Kithri smoothed her hands over the platform, wondering where the control mechanisms were. The surface felt slightly yielding, not brittle like true glass. “This can't be the same stuff the city's made out of, even if it looks like it.”

“Looks?” Raerquel asked. “Ah, to your eyes all water is appearing the same.”

Raerquel telescoped down the erect portion of its body until it reached the platform with its lower appendages. Then it stroked the clear surface like the Port Ludlow guitar player Kithri had once seen coaxing a harmony from his battered instrument. In response, a series of bulbous-tipped knobs rose above the surface. As Raerquel manipulated them, the vehicle lifted slowly to a height of several feet and then began to glide westward.

“You mean this material
looks
different to you than the city buildings?” Eril asked.
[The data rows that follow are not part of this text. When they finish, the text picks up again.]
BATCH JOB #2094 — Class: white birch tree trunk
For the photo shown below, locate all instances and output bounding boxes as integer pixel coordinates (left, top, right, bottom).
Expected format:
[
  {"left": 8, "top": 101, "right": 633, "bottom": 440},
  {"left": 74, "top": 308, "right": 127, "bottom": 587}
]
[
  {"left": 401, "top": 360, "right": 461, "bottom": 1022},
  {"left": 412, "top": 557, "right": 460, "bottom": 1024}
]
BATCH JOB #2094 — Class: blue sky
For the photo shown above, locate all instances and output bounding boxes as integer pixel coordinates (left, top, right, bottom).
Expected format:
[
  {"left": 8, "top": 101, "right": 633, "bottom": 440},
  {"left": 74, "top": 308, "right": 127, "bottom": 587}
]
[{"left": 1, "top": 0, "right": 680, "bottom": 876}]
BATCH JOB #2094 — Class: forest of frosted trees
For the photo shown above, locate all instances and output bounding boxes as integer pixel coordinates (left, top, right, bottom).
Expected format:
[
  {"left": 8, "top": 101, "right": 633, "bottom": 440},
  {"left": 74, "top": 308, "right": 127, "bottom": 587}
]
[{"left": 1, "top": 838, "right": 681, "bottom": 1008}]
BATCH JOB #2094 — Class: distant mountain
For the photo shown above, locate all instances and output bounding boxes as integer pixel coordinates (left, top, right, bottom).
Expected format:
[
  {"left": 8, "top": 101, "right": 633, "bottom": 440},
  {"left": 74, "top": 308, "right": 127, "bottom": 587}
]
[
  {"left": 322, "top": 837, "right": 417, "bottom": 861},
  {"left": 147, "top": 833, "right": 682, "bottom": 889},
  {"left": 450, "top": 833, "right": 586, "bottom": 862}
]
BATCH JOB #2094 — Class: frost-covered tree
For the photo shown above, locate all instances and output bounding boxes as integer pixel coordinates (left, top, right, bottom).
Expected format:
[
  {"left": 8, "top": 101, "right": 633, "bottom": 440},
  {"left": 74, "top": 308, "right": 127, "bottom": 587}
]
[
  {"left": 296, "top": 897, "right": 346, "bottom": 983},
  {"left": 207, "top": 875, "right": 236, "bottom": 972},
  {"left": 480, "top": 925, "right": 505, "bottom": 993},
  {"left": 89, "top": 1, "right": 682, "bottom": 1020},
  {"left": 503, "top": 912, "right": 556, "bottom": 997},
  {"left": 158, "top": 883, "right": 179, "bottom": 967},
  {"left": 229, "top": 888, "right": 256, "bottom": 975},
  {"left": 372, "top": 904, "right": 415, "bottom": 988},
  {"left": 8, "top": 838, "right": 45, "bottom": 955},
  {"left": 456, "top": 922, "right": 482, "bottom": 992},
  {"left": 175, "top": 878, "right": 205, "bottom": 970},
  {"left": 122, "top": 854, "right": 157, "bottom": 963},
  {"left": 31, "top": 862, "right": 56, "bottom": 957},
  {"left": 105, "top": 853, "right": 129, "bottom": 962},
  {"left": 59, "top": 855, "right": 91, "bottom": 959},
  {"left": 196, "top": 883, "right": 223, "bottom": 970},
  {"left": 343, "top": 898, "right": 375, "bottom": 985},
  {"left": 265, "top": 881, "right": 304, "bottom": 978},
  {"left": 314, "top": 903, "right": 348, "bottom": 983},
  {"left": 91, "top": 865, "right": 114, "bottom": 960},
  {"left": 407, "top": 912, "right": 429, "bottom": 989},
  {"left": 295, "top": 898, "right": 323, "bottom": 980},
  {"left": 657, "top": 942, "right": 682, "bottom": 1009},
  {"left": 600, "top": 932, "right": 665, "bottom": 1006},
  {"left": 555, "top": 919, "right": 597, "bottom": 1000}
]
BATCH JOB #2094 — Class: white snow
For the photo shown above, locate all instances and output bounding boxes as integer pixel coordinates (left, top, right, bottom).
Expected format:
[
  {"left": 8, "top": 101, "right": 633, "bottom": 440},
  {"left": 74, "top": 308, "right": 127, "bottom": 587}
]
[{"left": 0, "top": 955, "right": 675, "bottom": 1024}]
“Functional optical molecular qualities are quite distinctive,” the alien replied, finishing its stroking. “Underwater, these differences are enhanced. Here, in this dry place, there is little true light.”

“You were able to construct buildings — like those —
underwater
?” asked Brianna.

Raerquel gestured with a delicate upper tendril. “Once all this was part of the sea of life, before the land changed. The mountains pushed upwards and Ocean-of-Home shrank. Much was lost as we adapted to dry living. We built new cities here, on the banks of the old seas, cities like the one we are now leaving, cities of working, dreaming, waiting...”

“To return to the water?” Kithri asked.

“Even now, we must. For eggs to hatch and water-breathing trochophore younglings to grow. The Flesh-Before-Naming. For the dying oldsters, for the sick in spirit. We adults are able to utilize gaseous oxygen, and our integument is tolerant to the dryness of land with the aid of the healing gel. Terrestrial adaptation, although unpleasant, is possible.”